Drill

Abstract

Drill is a distributed system for interactive analysis of large-scale datasets, inspired by Google's Dremel.

Proposal

Drill is a distributed system for interactive analysis of large-scale datasets. Drill is similar to Google's Dremel, with the additional flexibility needed to support a broader range of query languages, data formats and data sources. It is designed to efficiently process nested data. It is a design goal to scale to 10,000 servers or more and to be able to process petabyes of data and trillions of records in seconds.

Background

Many organizations have the need to run data-intensive applications, including batch processing, stream processing and interactive analysis. In recent years open source systems have emerged to address the need for scalable batch processing (Apache Hadoop) and stream processing (Storm, Apache S4). In 2010 Google published a paper called "Dremel: Interactive Analysis of Web-Scale Datasets," describing a scalable system used internally for interactive analysis of nested data. No open source project has successfully replicated the capabilities of Dremel.

Rationale

There is a strong need in the market for low-latency interactive analysis of large-scale datasets, including nested data (eg, JSON, Avro, Protocol Buffers). This need was identified by Google and addressed internally with a system called Dremel.

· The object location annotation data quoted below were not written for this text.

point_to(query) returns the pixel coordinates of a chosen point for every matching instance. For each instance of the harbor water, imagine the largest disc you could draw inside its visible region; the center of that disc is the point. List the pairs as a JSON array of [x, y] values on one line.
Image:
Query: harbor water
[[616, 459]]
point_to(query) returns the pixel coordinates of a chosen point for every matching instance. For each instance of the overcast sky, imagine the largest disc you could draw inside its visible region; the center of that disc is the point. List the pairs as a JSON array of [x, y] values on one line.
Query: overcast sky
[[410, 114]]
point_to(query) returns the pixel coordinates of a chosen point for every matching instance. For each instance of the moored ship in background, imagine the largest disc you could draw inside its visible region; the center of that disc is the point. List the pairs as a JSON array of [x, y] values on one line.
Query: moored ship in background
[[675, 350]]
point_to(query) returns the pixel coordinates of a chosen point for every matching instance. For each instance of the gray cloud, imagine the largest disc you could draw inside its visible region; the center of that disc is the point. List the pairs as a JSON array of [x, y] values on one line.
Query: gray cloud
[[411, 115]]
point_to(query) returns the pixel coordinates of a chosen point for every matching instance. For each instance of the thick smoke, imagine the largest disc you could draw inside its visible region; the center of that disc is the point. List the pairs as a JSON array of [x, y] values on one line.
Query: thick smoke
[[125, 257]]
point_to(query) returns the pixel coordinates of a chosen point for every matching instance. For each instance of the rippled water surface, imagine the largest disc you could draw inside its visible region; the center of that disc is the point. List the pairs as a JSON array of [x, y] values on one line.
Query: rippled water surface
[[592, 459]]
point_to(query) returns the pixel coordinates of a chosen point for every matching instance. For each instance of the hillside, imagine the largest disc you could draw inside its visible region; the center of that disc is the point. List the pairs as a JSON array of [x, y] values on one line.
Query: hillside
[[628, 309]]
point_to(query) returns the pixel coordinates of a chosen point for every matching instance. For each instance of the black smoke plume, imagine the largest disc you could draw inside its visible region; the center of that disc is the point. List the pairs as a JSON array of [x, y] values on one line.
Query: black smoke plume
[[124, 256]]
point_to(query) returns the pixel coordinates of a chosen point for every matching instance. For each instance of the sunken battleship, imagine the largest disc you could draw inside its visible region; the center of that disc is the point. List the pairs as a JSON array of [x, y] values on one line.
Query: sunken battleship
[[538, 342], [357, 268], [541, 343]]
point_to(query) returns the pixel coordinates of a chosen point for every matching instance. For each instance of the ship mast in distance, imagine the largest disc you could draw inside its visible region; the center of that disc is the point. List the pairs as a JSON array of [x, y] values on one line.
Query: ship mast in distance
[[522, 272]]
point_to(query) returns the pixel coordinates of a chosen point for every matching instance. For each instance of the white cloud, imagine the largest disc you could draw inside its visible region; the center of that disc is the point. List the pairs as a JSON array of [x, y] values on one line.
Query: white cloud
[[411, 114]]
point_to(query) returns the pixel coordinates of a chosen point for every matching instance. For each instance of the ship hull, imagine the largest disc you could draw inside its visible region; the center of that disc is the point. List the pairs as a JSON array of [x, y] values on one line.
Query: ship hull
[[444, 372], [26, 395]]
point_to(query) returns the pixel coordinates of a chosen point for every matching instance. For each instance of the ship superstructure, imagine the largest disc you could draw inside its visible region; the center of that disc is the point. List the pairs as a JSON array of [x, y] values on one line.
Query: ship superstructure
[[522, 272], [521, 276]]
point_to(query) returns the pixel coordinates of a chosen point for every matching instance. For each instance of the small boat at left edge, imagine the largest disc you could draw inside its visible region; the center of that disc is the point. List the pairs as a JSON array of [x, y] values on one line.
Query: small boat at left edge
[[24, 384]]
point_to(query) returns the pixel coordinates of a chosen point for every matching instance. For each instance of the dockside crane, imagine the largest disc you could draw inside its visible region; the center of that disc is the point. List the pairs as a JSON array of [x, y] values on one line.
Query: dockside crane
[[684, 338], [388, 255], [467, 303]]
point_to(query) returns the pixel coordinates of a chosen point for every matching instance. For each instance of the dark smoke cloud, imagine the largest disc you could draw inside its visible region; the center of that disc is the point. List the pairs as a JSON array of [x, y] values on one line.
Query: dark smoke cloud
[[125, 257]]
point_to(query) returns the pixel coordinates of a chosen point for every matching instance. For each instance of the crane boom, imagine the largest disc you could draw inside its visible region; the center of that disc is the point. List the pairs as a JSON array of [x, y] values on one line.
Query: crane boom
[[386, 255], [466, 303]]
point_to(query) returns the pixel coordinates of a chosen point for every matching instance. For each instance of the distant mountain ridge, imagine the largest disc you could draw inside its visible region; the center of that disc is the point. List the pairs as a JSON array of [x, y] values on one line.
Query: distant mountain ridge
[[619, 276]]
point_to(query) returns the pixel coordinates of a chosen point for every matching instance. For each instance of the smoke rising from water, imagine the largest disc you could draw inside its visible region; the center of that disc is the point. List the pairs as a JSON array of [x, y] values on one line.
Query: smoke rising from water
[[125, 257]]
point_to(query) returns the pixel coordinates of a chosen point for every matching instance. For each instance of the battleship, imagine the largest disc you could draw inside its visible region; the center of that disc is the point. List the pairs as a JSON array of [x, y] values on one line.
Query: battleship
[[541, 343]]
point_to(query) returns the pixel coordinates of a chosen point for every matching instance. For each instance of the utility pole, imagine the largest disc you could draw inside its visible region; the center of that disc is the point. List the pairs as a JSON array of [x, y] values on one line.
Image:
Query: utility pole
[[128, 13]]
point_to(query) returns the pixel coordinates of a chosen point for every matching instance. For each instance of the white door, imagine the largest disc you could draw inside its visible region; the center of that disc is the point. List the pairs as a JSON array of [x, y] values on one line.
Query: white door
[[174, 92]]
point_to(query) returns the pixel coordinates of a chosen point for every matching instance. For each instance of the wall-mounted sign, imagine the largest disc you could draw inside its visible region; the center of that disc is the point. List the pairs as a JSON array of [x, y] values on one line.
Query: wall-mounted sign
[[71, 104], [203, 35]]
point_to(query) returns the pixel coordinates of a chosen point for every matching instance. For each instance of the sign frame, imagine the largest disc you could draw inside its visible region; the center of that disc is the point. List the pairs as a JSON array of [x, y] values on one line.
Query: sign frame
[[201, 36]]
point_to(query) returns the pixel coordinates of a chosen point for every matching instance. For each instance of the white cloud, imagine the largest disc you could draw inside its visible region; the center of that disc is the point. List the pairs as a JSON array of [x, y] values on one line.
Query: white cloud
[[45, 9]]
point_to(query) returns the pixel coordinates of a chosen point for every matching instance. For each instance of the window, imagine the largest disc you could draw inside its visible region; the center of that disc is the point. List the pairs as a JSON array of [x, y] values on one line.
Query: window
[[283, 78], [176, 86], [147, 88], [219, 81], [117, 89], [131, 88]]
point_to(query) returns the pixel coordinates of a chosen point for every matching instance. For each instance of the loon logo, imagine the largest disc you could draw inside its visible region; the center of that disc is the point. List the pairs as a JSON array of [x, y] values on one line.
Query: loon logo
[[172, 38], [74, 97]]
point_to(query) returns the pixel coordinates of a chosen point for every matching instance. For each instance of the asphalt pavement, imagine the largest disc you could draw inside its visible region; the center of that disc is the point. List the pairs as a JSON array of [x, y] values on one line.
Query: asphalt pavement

In recent years open source systems have emerged to address the need for scalable batch processing (Apache Hadoop) and stream processing (Storm, Apache S4). Apache Hadoop, originally inspired by Google's internal MapReduce system, is used by thousands of organizations processing large-scale datasets. Apache Hadoop is designed to achieve very high throughput, but is not designed to achieve the sub-second latency needed for interactive data analysis and exploration. Drill, inspired by Google's internal Dremel system, is intended to address this need.

It is worth noting that, as explained by Google in the original paper, Dremel complements MapReduce-based computing. Dremel is not intended as a replacement for MapReduce and is often used in conjunction with it to analyze outputs of MapReduce pipelines or rapidly prototype larger computations. Indeed, Dremel and MapReduce are both used by thousands of Google employees.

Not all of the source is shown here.